Also known as the Traverse City State Hospital, Northern Michigan Asylum and the Traverse City Regional Psychiatric Hospital, the Traverse City Insane Asylum was established in 1885 and for over 100 years cared for the mentally ill until it closed its doors in 1989.
While the picture of the castle-like hospital building (most commonly known as Building 50) is probably the most common image most people think of when they think of the Traverse City Insane Asylum, it actually is a small part of the massive 135 acre hospital complex. The hospital also had 12 cottages and was built to be mostly self sustaining with its own power plant, shop for steam heat, greenhouses, a farm with 2 large barns, separate farm buildings and was even home to a world champion Milk cow named Traverse Colantha Walker (whose grave is still on the grounds). The hospital generally employed more than 200 workers at any time, its closure was a blow to Traverse City MI.

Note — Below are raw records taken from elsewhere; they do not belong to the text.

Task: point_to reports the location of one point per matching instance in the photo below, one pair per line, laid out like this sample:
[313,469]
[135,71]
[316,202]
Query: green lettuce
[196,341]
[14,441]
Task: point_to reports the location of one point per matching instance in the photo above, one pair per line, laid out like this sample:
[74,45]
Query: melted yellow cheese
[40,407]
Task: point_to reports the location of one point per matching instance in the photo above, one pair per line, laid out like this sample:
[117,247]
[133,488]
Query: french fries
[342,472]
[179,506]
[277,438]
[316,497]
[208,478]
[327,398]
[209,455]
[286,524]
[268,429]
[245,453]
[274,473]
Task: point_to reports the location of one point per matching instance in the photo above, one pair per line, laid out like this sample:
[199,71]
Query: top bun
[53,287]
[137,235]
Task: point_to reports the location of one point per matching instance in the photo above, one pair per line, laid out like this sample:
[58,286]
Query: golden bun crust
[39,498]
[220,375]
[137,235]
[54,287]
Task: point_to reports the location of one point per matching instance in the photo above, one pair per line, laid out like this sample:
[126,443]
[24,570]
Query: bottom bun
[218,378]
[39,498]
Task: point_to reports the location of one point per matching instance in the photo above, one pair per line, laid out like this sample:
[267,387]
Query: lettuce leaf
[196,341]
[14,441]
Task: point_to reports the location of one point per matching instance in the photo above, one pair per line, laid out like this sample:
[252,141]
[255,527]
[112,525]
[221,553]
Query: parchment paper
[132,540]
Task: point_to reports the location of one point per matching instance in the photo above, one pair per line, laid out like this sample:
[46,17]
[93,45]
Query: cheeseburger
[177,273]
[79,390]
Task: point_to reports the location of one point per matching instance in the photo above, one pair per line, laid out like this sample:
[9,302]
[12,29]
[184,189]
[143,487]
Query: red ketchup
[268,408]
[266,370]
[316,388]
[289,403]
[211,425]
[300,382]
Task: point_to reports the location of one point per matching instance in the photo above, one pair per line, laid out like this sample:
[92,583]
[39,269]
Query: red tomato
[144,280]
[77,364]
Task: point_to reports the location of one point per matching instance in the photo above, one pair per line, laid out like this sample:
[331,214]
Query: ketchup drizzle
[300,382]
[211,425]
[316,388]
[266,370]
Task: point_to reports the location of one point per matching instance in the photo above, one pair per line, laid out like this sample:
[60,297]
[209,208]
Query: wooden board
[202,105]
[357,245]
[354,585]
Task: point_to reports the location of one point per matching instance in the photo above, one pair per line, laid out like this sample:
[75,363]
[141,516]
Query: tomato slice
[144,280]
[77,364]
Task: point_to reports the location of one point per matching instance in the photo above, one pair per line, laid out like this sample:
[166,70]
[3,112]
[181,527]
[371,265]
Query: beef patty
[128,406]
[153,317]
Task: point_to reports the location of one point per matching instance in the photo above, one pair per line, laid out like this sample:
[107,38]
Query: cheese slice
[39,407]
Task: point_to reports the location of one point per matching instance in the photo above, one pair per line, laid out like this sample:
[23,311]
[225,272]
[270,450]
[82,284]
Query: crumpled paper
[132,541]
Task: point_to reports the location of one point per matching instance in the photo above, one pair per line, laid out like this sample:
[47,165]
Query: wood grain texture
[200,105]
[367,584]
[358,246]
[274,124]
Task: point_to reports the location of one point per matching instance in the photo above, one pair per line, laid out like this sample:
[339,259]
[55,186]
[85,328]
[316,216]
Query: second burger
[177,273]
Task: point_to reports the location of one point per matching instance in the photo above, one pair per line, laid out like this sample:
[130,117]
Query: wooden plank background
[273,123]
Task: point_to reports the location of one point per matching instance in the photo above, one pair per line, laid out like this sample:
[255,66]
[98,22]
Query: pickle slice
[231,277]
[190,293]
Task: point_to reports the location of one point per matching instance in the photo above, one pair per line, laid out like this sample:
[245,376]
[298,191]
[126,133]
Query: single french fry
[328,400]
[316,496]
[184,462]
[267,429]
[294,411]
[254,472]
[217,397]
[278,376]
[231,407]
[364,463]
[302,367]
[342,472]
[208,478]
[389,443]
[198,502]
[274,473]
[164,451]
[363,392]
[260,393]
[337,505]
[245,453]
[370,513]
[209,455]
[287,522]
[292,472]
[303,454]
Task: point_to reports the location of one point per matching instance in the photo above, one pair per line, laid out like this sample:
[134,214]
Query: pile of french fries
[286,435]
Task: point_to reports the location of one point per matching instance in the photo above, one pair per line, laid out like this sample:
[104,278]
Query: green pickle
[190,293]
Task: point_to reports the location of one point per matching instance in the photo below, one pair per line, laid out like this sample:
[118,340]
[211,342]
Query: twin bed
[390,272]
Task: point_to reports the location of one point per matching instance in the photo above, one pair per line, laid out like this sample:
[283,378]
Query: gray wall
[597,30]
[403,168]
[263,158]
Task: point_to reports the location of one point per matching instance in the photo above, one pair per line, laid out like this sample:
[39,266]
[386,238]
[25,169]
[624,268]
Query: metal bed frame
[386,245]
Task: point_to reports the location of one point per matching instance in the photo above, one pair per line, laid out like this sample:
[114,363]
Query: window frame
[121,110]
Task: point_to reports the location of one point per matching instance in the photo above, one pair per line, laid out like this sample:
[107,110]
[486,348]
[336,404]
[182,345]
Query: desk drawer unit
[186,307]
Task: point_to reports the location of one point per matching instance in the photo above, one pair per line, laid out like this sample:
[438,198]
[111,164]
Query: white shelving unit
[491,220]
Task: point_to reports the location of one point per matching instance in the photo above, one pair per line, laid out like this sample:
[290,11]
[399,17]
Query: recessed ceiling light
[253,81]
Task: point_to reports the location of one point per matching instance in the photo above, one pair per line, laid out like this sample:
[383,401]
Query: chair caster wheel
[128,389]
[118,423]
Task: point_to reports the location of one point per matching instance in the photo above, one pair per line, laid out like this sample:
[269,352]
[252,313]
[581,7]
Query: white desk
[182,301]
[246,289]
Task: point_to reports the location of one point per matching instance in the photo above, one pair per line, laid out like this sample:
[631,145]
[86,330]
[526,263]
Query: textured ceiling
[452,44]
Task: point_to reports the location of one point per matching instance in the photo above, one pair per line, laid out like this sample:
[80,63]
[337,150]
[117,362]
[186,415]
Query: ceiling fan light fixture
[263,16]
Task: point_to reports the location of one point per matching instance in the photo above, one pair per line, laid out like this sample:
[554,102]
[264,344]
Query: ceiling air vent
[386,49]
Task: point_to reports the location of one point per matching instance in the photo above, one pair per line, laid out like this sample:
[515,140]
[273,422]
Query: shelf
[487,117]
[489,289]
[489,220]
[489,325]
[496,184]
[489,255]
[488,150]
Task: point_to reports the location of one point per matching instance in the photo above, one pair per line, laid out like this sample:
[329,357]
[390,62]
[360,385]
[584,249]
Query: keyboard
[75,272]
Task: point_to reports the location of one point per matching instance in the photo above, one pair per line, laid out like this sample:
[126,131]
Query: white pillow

While the hospitals main goal was the care for the mentally ill, it also helped care for outbreaks of tuberculosis, epilepsy, typhoid, diphtheria, influenza and polio.

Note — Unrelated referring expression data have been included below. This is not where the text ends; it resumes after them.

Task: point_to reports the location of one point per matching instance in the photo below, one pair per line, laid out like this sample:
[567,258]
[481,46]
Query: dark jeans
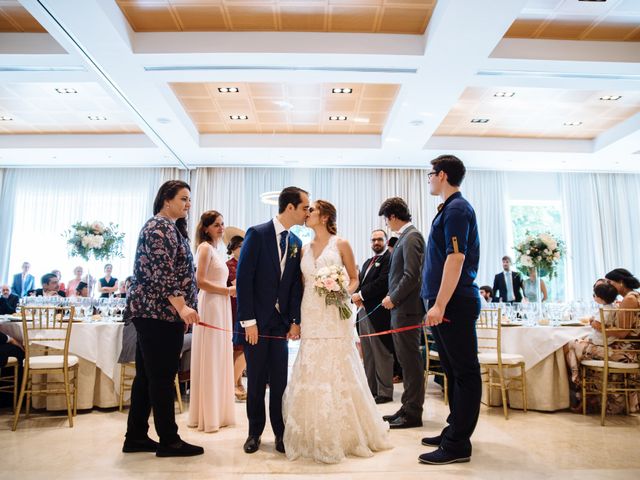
[458,348]
[157,357]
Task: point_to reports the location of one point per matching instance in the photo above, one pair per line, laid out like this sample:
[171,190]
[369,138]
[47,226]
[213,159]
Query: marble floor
[528,445]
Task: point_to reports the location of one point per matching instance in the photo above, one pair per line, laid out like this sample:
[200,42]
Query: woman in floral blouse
[161,304]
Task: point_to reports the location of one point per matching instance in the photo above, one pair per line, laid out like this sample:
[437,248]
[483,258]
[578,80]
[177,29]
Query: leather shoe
[179,449]
[432,441]
[404,421]
[390,418]
[442,457]
[144,445]
[252,444]
[381,399]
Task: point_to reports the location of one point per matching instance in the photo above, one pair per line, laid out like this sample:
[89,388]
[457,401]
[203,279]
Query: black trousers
[458,348]
[157,357]
[267,361]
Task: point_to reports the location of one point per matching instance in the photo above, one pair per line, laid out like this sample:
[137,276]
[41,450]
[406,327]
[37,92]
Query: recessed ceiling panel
[287,108]
[538,113]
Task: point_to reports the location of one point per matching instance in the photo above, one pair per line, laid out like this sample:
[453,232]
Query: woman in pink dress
[212,386]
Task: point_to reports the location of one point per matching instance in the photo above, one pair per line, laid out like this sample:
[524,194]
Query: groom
[269,293]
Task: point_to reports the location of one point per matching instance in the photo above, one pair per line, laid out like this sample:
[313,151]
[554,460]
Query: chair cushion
[491,358]
[51,361]
[11,361]
[600,363]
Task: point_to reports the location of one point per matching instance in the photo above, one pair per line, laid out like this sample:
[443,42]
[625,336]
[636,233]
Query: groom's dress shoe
[390,418]
[404,421]
[381,399]
[432,441]
[252,444]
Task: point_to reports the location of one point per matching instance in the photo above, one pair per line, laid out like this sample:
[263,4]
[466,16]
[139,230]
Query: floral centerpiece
[101,241]
[331,283]
[542,252]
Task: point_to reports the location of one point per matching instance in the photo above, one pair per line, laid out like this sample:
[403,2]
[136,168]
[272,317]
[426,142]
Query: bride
[328,408]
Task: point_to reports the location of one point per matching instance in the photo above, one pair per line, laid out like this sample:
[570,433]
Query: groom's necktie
[283,243]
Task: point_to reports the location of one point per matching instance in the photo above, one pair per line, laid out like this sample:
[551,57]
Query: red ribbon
[377,334]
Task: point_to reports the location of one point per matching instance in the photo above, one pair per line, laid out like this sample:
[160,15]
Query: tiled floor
[532,445]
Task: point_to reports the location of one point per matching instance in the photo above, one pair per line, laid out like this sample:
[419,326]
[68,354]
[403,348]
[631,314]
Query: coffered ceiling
[505,84]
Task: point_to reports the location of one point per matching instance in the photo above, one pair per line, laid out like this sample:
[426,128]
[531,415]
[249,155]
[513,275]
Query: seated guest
[82,290]
[23,282]
[50,287]
[73,284]
[485,294]
[108,284]
[61,286]
[8,301]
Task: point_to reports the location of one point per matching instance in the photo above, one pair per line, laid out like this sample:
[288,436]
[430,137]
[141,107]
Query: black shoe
[442,457]
[432,441]
[252,444]
[404,421]
[390,418]
[380,399]
[133,446]
[179,449]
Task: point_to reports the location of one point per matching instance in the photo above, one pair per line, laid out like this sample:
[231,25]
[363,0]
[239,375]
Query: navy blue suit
[260,285]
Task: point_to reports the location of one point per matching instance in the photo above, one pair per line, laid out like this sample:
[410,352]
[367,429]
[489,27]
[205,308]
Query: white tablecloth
[98,345]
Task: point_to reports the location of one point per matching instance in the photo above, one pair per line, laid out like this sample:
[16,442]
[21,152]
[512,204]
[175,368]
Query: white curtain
[42,204]
[603,224]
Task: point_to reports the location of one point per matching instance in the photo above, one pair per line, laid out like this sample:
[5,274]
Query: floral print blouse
[163,267]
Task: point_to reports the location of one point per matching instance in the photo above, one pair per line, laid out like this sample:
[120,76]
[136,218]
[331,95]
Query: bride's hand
[294,332]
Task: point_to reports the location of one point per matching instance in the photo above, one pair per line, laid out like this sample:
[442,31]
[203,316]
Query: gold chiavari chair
[621,359]
[433,356]
[48,325]
[496,363]
[126,380]
[9,382]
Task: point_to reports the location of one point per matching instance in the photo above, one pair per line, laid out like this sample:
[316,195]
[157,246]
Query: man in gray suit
[407,309]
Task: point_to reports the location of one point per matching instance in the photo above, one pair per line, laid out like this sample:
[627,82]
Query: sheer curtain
[602,214]
[44,203]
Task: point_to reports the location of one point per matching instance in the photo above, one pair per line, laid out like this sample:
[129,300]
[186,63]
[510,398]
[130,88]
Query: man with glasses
[377,352]
[453,305]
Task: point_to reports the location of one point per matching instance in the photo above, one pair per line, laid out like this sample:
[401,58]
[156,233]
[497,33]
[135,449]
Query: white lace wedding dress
[328,409]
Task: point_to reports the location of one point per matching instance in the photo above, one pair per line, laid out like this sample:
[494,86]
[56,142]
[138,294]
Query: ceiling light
[66,90]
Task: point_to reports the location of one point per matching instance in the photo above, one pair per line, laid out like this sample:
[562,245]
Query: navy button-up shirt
[454,230]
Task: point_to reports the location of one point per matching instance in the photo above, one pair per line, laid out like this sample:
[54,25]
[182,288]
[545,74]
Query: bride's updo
[325,209]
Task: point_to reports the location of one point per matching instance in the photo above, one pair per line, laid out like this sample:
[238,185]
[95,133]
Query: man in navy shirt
[452,302]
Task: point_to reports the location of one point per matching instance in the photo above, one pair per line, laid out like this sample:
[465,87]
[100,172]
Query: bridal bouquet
[541,251]
[331,283]
[103,241]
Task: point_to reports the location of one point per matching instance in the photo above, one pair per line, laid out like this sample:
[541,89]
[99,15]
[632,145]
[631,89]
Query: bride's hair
[326,209]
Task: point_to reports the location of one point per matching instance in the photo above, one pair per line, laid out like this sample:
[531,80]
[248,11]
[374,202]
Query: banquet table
[98,345]
[545,366]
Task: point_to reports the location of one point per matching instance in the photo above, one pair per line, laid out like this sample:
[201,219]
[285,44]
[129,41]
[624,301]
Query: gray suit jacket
[405,274]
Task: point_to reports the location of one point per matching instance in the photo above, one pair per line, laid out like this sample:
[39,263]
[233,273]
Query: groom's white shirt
[283,259]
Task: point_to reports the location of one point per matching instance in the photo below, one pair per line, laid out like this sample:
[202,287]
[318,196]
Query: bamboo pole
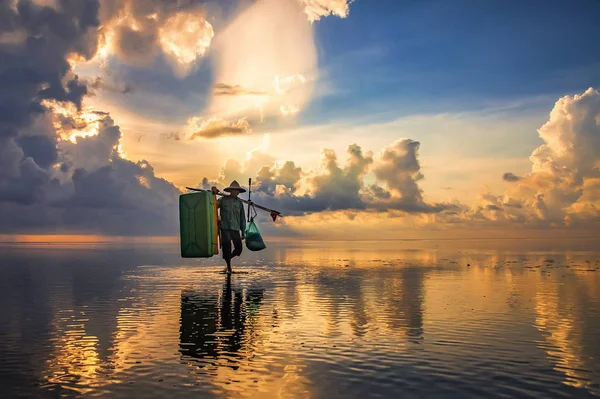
[244,201]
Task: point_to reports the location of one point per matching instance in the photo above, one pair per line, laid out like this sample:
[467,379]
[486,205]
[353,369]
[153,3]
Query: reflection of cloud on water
[567,328]
[219,326]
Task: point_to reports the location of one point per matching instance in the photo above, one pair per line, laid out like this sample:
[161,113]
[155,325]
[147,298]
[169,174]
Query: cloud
[399,169]
[223,89]
[185,38]
[215,127]
[316,9]
[558,192]
[333,187]
[61,165]
[510,177]
[139,30]
[279,61]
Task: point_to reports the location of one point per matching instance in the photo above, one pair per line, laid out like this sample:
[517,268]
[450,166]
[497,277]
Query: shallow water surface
[320,320]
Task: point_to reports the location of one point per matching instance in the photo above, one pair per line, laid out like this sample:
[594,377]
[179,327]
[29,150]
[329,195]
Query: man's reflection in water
[411,302]
[213,326]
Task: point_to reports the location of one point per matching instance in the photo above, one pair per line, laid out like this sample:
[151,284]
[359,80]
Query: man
[232,222]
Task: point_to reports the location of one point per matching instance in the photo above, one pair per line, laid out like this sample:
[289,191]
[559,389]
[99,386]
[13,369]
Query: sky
[355,119]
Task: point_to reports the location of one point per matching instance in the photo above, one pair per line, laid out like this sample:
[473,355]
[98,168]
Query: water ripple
[423,324]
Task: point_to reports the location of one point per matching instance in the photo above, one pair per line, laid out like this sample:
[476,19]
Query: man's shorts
[228,236]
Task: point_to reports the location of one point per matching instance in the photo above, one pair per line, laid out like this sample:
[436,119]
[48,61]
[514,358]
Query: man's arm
[215,191]
[242,220]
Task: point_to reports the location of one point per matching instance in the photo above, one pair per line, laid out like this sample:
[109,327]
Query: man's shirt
[232,214]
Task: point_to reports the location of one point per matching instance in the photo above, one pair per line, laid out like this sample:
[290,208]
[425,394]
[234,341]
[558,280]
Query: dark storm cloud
[48,184]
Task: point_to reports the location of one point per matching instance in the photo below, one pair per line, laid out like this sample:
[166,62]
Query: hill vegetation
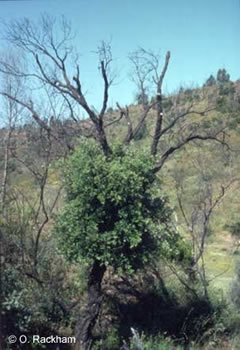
[126,219]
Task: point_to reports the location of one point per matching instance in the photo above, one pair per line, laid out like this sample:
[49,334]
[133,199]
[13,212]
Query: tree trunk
[89,316]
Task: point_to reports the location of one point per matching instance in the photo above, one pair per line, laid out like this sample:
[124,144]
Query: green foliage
[223,76]
[114,212]
[211,81]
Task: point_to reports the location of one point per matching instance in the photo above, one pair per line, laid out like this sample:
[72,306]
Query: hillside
[200,182]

While a scant few of the buildings have been lost to demolition over the years, there is currently a massive effort to preserve and restore those that are left. Deterioration and decay have been waging war against these historic buildings for years but in 2000 the Minervini Group secured an agreement to renovate the historic buildings, starting with Building 50. Wing by wing they are restoring and renovating the building and turning its upper levels into upscale condominiums, while its ground or lower levels house shops, boutiques, offices and restaurants. They are also starting work on some of the cottages to turn this area into THE VILLAGE AT GRAND TRAVERS COMMONS.